Die Improsantler nehmen in einer Reihe hinten auf der Bühne Platz. Die Kellerkneipen-Atmosphäre und die roten Säulen inmitten des Raumes tauchen den Raum in ein warmes uriges Licht. Die Schauspielerinnen und Schauspieler mustern die in der Pause abgelegten Gegenstände vor ihnen kritisch, bis Thius schließlich eine Inspiration kommt und er zum ersten Gegenstand greift. Einem kleinen grünen Kaugummi-Automaten. Er nimmt ein weißes rundes Bonbon aus dem Automaten und lässt seinen Gedanken freien Lauf: „Ein Bonbon mit Zucker, nein mit Zuckerguss. Zuckerguss führt zu schlechten Zähnen. Wo hat man schlechte Zähne? Ah, schlechte Zähne im Altersheim!“ Das ist die Inspiration für die nächste Szene. Rike nimmt ihren Stuhl, setzt sich mitten auf die Bühne und macht ein mürrisches Gesicht. Die Erzählerin beschreibt detailliert das imaginäre Heimzimmer, wo Rike, alias die alte Dame, ihren Süßigkeitenvorrat versteckt hat. Das Publikum erfährt, dass die Heimbewohnerin die Zahnpflege nicht mag und keinen Kontakt zu ihrem Sohn hat, der, weil er als Kind immer Süßigkeiten essen musste und dadurch schlechte Zähne hatte, schließlich Zahnarzt wurde und seinem Sohn seinerseits wiederum jegliche Süßigkeiten verwehrte. Das Publikum lacht zwischendurch immer wieder herzlich auf. Von der anfänglichen Unsicherheit am Anfang der Probe vor nicht einmal ganz einer Woche, ist nichts mehr zu spüren. Stattdessen begeistert Improsant das Publikum mit immer neuen überraschenden Handlungen und Witzen.

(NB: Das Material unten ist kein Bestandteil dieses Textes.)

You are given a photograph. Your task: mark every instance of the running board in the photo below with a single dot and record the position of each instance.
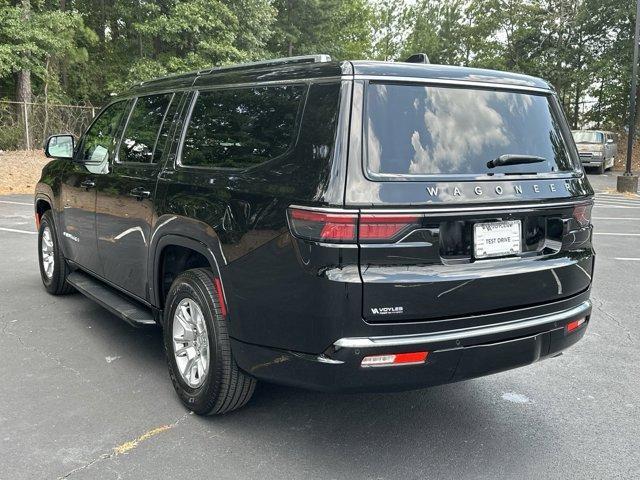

Am Ende des Abends ist nicht nur das Publikum glücklich, sondern auch die Schauspielerinnen und Schauspieler finden es immer wieder erstaunlich, in welche Richtungen sich Szenen plötzlich entwickeln. „Davon lebt das Impro“, sagt Thius. „Wir überraschen uns auch immer wieder selber.“ Improtheater besteht schlussendlich daraus, dass die Mitspieler gut aufeinander achten und alles in sich greift. „Das ist vor allem eine Sache der Übung“, erklärt Bea. Fehler werden als Geschenke angesehen, beim Impro gibt es kein richtig oder falsch. „Es gibt auch immer wieder unangenehme Situationen, dadurch, dass man eben nicht weiß, was passiert und Herausforderungen entstehen können oder auch jemand dabei ist, der einen in eine unangenehme Situation bringt. Aber wenn man mit Menschen auf der Bühne ist, denen man vertraut, passiert das sehr selten“, fasst Bea es zusammen. Da ist es egal, ob die Szene gerade ernst oder lustig ist oder so schlecht, dass man nur noch über sich selbst lachen kann und damit das Publikum wieder ansteckt. „Impro kann letztendlich jeder“, sagt Bea. Die Frage ist nur, ob man auch damit auftreten will. Zum Spielen und Üben kann es jeder machen und es bringt auch jedem etwas – sei es seine Schlagfertigkeit zu trainieren, das innere Kind in sich zu finden oder um sich aus der eigenen Komfortzone zu befreien. Ein Improkurs hilft sicherlich jedem im Leben.